Do you think there's anyone left in this world that hasn't masturbated in a computer chair?
For the millionth time in his career, Brett Favre has screwed over the Vikings
just saw 2 fat kids fight for the last slice of pizza. Litteraly fight. God Bless America
looking back, maybe 11 flaming dr peppers was a little extreme
Petting the cat and listening to "you've got a friend". This is why I smoke weed. To make sense of situations like this.
i havent blinked in 235 seconds. now 247. now 258. 263. 267. 271. i also have been gifted with theability to both type and count and not blink. 293 so magical
Almost made out with Amanda but I told her "I'm in a committed fake lesbian relationship with Laura. I can't."
Theres a midget tsa agent.
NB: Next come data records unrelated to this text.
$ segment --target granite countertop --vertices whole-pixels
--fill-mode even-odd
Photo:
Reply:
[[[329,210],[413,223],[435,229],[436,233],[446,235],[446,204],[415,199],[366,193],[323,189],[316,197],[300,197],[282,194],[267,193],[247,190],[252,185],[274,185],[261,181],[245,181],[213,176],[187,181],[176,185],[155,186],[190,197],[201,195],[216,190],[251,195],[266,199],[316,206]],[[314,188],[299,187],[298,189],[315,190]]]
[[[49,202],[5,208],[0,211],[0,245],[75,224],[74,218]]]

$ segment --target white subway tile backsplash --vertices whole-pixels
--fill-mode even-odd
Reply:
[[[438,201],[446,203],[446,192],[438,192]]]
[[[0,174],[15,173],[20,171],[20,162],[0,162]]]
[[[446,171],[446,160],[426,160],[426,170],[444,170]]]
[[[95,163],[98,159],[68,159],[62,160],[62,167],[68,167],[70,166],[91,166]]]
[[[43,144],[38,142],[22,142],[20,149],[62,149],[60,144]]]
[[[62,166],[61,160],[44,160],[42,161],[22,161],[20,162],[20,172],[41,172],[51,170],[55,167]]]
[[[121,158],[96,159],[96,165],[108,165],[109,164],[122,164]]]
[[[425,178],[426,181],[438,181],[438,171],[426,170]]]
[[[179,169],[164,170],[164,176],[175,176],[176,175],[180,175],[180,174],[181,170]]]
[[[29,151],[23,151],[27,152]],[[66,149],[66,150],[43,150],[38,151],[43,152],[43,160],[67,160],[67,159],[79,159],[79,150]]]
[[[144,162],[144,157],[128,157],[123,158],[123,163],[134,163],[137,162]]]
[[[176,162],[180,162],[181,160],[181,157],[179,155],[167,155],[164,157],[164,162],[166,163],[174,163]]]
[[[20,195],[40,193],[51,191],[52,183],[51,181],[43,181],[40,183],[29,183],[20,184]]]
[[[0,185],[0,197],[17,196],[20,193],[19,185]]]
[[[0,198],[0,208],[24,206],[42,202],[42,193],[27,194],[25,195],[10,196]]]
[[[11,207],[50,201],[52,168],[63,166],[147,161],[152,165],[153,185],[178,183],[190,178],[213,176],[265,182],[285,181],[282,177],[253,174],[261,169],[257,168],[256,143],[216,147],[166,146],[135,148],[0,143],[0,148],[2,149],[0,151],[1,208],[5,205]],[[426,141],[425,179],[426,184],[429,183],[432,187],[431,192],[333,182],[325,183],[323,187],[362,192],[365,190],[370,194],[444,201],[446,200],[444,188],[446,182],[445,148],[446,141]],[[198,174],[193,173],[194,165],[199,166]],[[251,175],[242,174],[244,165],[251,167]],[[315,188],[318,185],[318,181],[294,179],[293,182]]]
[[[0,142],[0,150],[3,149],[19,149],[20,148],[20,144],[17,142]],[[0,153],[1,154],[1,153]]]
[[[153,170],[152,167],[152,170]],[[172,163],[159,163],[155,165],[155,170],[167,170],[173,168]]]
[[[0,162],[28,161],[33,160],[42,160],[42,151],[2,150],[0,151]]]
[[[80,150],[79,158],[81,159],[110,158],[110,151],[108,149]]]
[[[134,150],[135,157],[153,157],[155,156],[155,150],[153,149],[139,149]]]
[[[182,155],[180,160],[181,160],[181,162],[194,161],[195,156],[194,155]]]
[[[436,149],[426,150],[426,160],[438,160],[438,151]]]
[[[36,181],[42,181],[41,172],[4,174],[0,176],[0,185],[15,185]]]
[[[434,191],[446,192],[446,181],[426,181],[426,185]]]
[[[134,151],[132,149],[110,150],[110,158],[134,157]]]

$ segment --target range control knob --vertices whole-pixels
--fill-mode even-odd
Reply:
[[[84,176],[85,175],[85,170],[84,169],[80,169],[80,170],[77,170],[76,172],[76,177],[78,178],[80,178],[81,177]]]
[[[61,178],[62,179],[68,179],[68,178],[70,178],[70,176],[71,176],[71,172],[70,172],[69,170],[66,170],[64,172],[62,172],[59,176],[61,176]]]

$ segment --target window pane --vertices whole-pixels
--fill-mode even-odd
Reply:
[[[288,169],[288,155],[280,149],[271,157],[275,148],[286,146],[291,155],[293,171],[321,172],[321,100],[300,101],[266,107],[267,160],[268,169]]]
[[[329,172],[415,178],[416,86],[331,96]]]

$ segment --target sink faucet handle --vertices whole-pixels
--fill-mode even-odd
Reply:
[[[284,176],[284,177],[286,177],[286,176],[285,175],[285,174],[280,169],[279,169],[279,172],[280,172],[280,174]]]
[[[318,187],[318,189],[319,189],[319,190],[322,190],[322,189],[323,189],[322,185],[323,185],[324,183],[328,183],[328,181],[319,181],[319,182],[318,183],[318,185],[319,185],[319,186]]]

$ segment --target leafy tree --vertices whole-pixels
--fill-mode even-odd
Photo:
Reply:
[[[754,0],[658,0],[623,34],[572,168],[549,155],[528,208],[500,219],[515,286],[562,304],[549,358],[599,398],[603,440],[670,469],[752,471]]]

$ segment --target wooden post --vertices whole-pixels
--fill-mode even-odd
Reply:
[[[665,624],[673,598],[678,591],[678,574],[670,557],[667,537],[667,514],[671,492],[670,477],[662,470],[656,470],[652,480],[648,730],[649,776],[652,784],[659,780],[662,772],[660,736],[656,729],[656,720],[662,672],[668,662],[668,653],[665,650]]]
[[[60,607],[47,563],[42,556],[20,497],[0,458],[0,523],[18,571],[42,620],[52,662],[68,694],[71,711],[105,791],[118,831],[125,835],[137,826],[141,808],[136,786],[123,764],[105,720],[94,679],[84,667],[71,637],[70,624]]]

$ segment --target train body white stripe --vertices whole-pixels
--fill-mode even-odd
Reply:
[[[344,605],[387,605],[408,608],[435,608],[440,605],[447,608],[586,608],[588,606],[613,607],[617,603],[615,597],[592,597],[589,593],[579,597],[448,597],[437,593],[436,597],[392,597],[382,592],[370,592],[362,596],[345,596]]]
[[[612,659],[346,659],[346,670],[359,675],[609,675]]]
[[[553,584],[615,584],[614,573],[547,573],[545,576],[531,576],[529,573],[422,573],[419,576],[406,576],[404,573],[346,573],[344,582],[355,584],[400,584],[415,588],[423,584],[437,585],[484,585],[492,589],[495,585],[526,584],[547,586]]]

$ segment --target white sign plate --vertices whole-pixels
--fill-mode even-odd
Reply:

Just an observation
Theres a 75% chance I'm wearing a hocky mask and nothing else right now
Ps I am
Just bartered a McD's cheeseburger and fries for two pitchers. Oregon Trail ain't got shit on me.
You mAke me stone. Stone fuck fucking stoned. I'm an stoned you cuz now fucking stoned stoned fucking stoned I stone.
Just puked off the 5th floor onto a car windshield. This is my life and I'm proud of it.
Now that we have successfully procreated, I need to know we are on the same page. Please tell me you are aware that there are whole seasons of our lives that our child can NEVER be made privy to.
We should probably write this down. That's a shit load of shit.
So none of you told me my tits were popping out of my shirt for three hours?
We told you. Repeatedly. You said you made it look good.
We're going to ride the bus of mixed signals all the way to unrequited love town and that's where I'm going to live my life and then die.